## Step 1: Setup and Import Libraries

We begin by importing the required Python libraries:
- `os` for file and directory handling.
- `re` for regular expressions, used in text cleaning.
- `defaultdict` from `collections` for counting trigrams efficiently.

These libraries are standard and require no external installation.


In [None]:
import os
import re
from collections import defaultdict


## Step 2: Define `sanitizeText` Function

### Purpose
This function takes raw text from Project Gutenberg and:
1. Removes the preamble (content before the main text) using the marker `*** START OF THIS PROJECT GUTENBERG EBOOK ***`.
2. Removes the postamble (content after the main text) using the marker `*** END OF THIS PROJECT GUTENBERG EBOOK ***`.
3. Removes unwanted characters, leaving only uppercase letters, spaces, and full stops.
4. Converts the cleaned text to uppercase for consistency.
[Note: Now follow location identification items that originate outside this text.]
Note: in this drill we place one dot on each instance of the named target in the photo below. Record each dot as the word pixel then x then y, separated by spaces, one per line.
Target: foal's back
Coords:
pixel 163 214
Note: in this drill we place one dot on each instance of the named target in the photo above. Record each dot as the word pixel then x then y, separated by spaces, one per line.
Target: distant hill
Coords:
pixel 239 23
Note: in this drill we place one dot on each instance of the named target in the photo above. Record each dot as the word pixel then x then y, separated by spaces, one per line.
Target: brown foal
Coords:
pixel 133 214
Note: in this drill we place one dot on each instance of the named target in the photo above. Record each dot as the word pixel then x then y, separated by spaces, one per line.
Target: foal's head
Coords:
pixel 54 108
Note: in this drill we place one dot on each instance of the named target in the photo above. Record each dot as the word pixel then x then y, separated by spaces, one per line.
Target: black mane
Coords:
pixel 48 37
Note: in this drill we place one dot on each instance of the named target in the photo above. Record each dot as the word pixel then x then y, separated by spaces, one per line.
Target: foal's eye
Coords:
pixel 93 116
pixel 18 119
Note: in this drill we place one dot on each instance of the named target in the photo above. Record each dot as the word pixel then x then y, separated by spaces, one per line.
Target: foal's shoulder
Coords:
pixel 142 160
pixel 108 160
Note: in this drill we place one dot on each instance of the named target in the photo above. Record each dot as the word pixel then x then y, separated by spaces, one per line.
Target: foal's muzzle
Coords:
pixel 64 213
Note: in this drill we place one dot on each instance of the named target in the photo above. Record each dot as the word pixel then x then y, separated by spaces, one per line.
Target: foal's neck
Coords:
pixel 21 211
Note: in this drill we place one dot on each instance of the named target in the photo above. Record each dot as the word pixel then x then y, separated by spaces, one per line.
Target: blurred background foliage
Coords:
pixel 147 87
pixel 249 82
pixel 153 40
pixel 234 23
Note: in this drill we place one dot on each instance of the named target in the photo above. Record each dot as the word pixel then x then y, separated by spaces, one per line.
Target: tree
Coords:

### Why is this step important?
Cleaning the text ensures our trigram model is based solely on meaningful characters.


In [None]:
def sanitizeText(text):
    """
    Cleans up a Project Gutenberg text by removing preamble and postamble 
    and unwanted characters, leaving only letters, spaces, and full stops.
    
    Parameters:
    text (str): The raw text from the file.

    Returns:
    str: The cleaned text.
    """
    # Identify preamble and postamble markers
    preamble_marker = "*** START OF THIS PROJECT GUTENBERG EBOOK ***"
    postamble_marker = "*** END OF THIS PROJECT GUTENBERG EBOOK ***"

    # Remove preamble
    preamble_index = text.find(preamble_marker)
    if preamble_index != -1:
        text = text[preamble_index + len(preamble_marker):]

    # Remove postamble
    postamble_index = text.find(postamble_marker)
    if postamble_index != -1:
        text = text[:postamble_index]

    # Remove unwanted characters
    text = re.sub(r'[^A-Za-z. ]', '', text)

    # Convert to uppercase
    text = text.upper()

    return text